彼女の顔面は蒼白であった。呼吸も止まっているかのように弱い。
「マメーちゃんは! マメーちゃんは何をしたんですか? 大丈夫なんですか!?」
ウニーが尋ねた。ルイスもそれは大いに気になっている。だが……。
「悪いね、説明は後だ。一刻を争うのさね」
グラニッピナはそう言いながら足早に部屋を出た。
「ピキー……」
「ピー……」
卓上のゴラピーたちが小さく鳴いた。
ルイスが前回来た時はいなかった青いのはマメーのローブにしがみついて胸の上のあたりにいた。
ルイスはマメーを抱え直しながら片手を卓上に伸ばす。
「ピキッ」
「ピッ」
彼らはぴょんとルイスの手甲に飛びついた。そしてルイスの腕をつたってマメーのローブに掴まり、さらによじ登っていく。

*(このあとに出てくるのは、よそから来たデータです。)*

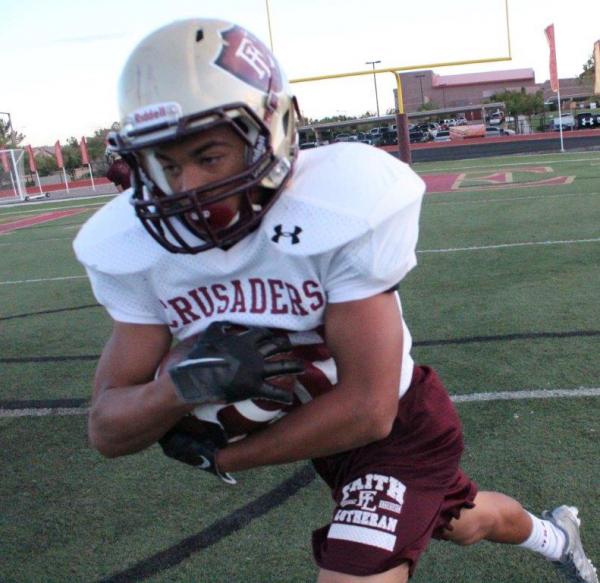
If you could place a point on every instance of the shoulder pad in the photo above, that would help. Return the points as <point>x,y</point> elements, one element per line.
<point>114,241</point>
<point>337,194</point>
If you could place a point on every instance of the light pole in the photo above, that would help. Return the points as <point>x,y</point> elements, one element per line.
<point>420,78</point>
<point>9,127</point>
<point>373,63</point>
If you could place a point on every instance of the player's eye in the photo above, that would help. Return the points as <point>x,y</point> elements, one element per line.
<point>171,170</point>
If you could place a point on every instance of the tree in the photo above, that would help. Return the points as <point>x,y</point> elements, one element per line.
<point>8,138</point>
<point>71,156</point>
<point>46,165</point>
<point>521,103</point>
<point>589,69</point>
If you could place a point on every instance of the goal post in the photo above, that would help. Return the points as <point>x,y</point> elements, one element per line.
<point>12,175</point>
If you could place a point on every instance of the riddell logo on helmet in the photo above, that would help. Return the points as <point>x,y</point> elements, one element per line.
<point>150,114</point>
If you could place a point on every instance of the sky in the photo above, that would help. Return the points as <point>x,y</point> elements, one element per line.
<point>59,76</point>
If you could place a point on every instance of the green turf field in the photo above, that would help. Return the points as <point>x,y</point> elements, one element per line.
<point>505,299</point>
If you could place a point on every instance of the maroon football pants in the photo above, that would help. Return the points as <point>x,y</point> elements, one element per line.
<point>392,496</point>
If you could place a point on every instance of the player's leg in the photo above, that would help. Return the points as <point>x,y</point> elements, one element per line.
<point>499,518</point>
<point>495,517</point>
<point>397,575</point>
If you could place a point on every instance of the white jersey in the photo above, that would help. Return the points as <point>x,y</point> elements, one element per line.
<point>344,228</point>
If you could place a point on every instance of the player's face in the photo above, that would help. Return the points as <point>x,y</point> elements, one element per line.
<point>197,161</point>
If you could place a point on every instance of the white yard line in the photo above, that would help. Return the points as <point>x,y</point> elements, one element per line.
<point>529,394</point>
<point>508,165</point>
<point>507,245</point>
<point>58,208</point>
<point>431,199</point>
<point>448,250</point>
<point>470,398</point>
<point>43,279</point>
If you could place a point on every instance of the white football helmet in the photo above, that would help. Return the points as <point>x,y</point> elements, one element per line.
<point>185,78</point>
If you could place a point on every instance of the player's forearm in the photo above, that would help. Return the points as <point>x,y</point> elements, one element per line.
<point>124,420</point>
<point>330,424</point>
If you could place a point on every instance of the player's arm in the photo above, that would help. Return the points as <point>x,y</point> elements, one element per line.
<point>130,409</point>
<point>365,338</point>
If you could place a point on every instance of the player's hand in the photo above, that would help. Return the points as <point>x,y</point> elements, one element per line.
<point>197,451</point>
<point>229,364</point>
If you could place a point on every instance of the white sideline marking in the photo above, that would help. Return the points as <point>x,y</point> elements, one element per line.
<point>58,412</point>
<point>507,245</point>
<point>433,201</point>
<point>471,398</point>
<point>509,164</point>
<point>58,208</point>
<point>449,250</point>
<point>530,394</point>
<point>43,279</point>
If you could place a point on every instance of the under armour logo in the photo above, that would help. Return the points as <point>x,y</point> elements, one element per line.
<point>204,463</point>
<point>279,232</point>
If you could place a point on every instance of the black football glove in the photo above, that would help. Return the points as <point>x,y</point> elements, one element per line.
<point>197,451</point>
<point>227,365</point>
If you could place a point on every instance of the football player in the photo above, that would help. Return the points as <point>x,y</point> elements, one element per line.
<point>227,222</point>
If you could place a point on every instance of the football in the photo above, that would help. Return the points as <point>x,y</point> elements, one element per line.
<point>244,417</point>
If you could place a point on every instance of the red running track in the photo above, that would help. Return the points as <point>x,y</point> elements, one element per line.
<point>43,218</point>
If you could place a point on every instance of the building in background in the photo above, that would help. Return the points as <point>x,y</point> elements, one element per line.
<point>427,90</point>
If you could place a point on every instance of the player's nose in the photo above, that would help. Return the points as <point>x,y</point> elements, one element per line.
<point>192,177</point>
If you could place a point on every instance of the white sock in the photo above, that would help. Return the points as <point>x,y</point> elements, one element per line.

ルイスは特に何も言わず、しれっとグラニッピナの後を追った。
「ここに寝かしておくれ」
連れて行かれたのはベッドである。
部屋の家具は小さめであり、マメーのための子供部屋であろうことはすぐに見てとれた。
ベッドの中央にマメーを横たえると、グラニッピナはマメーのローブをまくって腹を出す。そしてお腹のへその上あたりに杖の先端を当てた。杖の先端から暖かな魔力が流れる。そして逆の手で虚空に開いた穴に手を突っ込み、薬瓶を手に取ると、器用に蓋を口で開けた。
後を追ってきたブリギットが尋ねる。
「アタシは何か手伝えるかしら?」
「ブリギット、治癒魔術を。ウニー、あんたはこの飲み薬を綿に染み込ませてマメーに飲ませてやっておくれ」
「分かったわ」
「はいっ!」
ルイスも申し出る。
「私は何か手伝えますか?」
「ふん、ここで見聞きしたことを王都に黙っててくれるのが一番の手伝いだがねえ。それとあんたの有り余ってる体力をちょいと貸してもらうよ」
薬瓶をウニーに渡し、開いた手でルイスの身体にその手を当てる。
がくり、とルイスの身体から力が抜けた。身体がふらつき、思わず膝をつきそうになる。
「何をっ……!」
いや、思わずそう呟いたが、ルイスには分かる。体力が奪われたのである。一種の悪魔や吸血鬼、霊体の化物などが使うことがある技で、ルイスも騎士としてそれらと戦ったことがあるのだ。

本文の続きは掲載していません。